No. of Recommendations: 5
These are valid considerations, but I think the IEA article is way too pessimistic. We are not going to convert to mostly electric transportation overnight, it is much more likely to take 15-20 years.I think that this is a good point, particularly because we tend to project only a subset of all variables forward when we make projections. In this case the article projects the use of copper forward, but it does not project how technology can change over long periods of time. Similarly projections only a couple of decades ago were extremely critical of solar power ever being cost effective, but the technology kept improving, so the equations were completely different further down the track.

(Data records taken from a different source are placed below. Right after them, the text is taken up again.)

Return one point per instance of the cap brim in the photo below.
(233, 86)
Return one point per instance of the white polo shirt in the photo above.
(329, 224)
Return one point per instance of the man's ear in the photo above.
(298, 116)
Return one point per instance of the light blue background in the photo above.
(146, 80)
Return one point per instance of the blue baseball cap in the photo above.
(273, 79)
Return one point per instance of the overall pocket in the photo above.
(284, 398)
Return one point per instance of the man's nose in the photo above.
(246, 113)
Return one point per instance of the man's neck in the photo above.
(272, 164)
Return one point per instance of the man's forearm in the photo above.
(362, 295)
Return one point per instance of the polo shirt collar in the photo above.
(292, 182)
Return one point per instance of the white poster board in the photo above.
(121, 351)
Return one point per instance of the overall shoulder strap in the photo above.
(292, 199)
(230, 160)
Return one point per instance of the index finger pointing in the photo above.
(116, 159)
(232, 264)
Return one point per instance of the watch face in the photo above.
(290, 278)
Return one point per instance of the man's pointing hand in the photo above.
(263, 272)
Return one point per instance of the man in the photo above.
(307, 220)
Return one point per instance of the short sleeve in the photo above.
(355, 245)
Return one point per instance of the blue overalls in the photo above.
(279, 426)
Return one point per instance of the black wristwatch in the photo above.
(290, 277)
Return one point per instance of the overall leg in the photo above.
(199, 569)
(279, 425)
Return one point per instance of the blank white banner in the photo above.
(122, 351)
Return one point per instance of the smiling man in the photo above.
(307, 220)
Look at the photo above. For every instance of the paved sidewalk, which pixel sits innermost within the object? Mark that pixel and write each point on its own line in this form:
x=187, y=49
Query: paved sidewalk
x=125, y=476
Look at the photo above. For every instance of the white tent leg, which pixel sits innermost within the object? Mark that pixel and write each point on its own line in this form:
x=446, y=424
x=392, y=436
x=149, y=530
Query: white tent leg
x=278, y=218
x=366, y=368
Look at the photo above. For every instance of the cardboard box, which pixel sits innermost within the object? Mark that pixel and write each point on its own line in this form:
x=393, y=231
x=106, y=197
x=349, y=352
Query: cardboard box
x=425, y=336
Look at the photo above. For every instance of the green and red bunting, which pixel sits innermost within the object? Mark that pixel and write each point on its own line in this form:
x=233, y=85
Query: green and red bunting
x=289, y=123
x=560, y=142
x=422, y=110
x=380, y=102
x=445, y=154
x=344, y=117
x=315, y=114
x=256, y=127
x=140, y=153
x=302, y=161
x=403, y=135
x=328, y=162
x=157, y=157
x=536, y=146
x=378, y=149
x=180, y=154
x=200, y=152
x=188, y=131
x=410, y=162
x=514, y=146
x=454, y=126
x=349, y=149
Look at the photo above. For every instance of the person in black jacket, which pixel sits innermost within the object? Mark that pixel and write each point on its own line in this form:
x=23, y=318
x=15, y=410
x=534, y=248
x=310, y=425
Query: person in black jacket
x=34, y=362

The article talks about mineral demand for use in EVs and battery storage growing 30-40 times, framing the question in a way that sounds alarming, but the real question is, what do these extra mineral requirements for EVs and storage add to the existing demand for these minerals, not just from EVs and storage but from all other uses?They did address that, and stated it as reaching about 60% over total present global demand, in a fairly aggressive scenario of half of all cars becoming EV. If the requirement for copper increased by 60% even tomorrow, I think the copper would still be supplied and it would just be more expensive, but if that happens over 20 years then we are not talking about a radical increase in demand. So yes, the tone was alarmist but they were essentially verifying that we have plenty of copper.
If the mineral costs really get expensive, they can also be recycled from the EV:
https://climate.mit.edu/ask-mit/how-well-can-elect...Of course, 10 or 20 years down the track, the technology will look a lot different to how it does today, just as EV technology looks completely different today than it did in 2004.